Quelles sont tes influences ?

Aurélien : C’est d’actualité, mais je m’en fous, j’assume : Michael Jackson. S’il n’avait pas été là, je ne pense pas que j’aurais rêvé d’être chanteur. J’ai découvert sur le tard. Le déclic pour moi, ça a été le clip de « Smooth Criminal » — j’ai presque voulu lui ressembler !

Guillaume : C’est vrai que tu as réussi cette conversion Michael Jackson de façon fulgurante. (rires)

Aurélien : Sinon, je suis plutôt pop, rock, folk, mais je n’ai pas trop de barrières. Comme Guillaume, j’aime bien le rap old school. Mais ce qui me touche le plus, c’est quand même les trucs pop. Et il y a un album que j’aime particulièrement, c’estKing for a Day, Fool for a Lifetime de Faith No More. Cet album est hyper éclectique, il est ouvert à tous les styles.

Guillaume : Tout a été fait aujourd’hui. C’est dur d’inventer quelque chose de nouveau. Le seul moyen, c’est de mixer des styles. Je n’ai pas la prétention de dire que ce qu’on fait est nouveau, mais au moins, on essaie d’apporter quelque chose.

Tu as commencé la musique à quel moment, Guillaume ?

Guillaume : J’ai commencé la guitare à 14 ans.

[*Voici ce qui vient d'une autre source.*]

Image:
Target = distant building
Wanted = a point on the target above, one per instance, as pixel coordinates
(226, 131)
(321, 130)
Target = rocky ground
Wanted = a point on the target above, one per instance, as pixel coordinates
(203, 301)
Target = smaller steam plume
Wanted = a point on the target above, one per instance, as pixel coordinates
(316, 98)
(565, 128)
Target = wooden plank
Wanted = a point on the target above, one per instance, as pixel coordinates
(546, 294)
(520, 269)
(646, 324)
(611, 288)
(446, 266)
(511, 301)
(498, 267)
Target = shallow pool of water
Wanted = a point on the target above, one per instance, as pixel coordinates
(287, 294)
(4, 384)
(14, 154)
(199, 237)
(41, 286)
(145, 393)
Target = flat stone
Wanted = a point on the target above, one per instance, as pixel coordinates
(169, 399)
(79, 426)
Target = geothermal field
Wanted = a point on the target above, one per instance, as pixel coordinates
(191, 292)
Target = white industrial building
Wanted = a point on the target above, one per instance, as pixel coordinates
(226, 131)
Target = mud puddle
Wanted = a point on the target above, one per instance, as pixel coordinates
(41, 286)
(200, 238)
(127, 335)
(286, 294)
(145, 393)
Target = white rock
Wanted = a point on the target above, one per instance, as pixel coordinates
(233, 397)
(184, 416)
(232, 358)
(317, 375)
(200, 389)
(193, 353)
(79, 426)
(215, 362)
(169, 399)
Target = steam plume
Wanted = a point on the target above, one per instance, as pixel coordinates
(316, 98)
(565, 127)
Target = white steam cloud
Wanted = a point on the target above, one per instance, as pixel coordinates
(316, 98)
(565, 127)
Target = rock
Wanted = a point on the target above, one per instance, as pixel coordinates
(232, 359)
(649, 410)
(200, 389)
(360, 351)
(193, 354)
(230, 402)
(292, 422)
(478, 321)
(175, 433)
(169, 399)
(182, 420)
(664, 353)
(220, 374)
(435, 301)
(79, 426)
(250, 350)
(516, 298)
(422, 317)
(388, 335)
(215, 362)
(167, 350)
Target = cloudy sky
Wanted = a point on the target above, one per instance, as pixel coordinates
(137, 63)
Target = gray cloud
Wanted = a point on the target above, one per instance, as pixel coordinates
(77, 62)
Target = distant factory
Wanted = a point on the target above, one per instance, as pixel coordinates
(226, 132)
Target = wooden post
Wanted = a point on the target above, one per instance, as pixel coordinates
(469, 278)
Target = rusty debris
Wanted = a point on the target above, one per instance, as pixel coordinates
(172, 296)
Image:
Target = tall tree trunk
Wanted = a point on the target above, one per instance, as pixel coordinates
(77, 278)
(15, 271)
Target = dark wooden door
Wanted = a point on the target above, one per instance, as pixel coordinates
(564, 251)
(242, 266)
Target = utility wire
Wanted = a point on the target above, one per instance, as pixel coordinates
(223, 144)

C’est mon père qui m’apprenait des morceaux des Beatles. Rapidement après, je me suis mis à la guitare électrique. Je jouais du metal, du hard rock : AC/DC, Sepultura… Tout y est passé. J’ai commencé à monter High Scream avant l’arrivée d’Aurélien. Le but, c’était de monter un groupe et d’apprendre à jouer les instruments en même temps. C’était très formateur. On est rentré dans une dynamique, on se voyait tous les samedis. Le line-up a beaucoup changé avant qu’Aurélien n’arrive. On a commencé à avoir une petite notoriété…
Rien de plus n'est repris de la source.